Bis zum Ende des 19. Jahrhunderts hatten die Rosenkränze zusätzlich zum Abschlußkreuz ein Credo – Kreuz. Es saß zwischen Abschlußkreuz und erster Paternoster – Perle. Hier ist es durch das Neufädeln nach oben gerutscht. Seit dem Ersten Weltkrieg fallen die Credo-Kreuze als süddeutsche Eigenart zunehmend weg, das Credo wird nun am Abschlußkreuz gebetet.

Die Paternoster – Perlen liegen in ziselierten Silberkappen und sind in “Rosenform” gestochen. Kleine Filigranzwischenperlen aus Silber dienen als Abstanshalter. Die sehr abgenutzte Pilgermedaille stammt wohl aus Lourdes, jedenfalls entspricht sie den französischen Medaillen der Zeit.
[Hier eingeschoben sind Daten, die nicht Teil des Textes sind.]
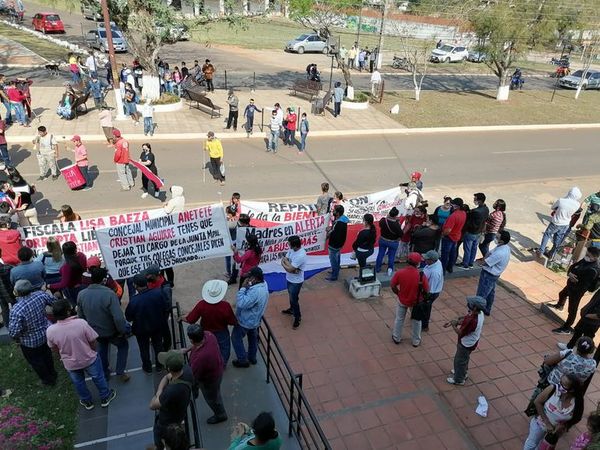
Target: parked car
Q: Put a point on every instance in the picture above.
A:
(475, 56)
(97, 39)
(307, 43)
(449, 53)
(91, 9)
(48, 23)
(591, 81)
Ein schöner Männerrosenkranz aus der Zeit, als die Pfalz noch bayerisch war und nun die kostbare Reliquie eines beeindruckenden Seligen der Kirche.

Paul Josef Nardini im Dom zu Speyer selig gesprochen
Kardinal Wetter: „Gott rüttelt uns durch den neuen Seligen wach“
Der Priester und Ordensgründer Paul Josef Nardini, der im 19. Jahrhundert als Pfarrer von Pirmasens gegen die soziale Not in der jungen Industriestadt kämpfte, ist am 22. Oktober als erster Pfälzer im Speyerer Dom selig gesprochen worden. Im Auftrag des Papstes verlas der Münchner Kardinal Friedrich Wetter in der Feier das Apostolische Schreiben, mit dem Benedikt XVI. verfügt, dass Nardini als Seliger verehrt werden darf und sein Fest jährlich am 27. Januar gefeiert wird.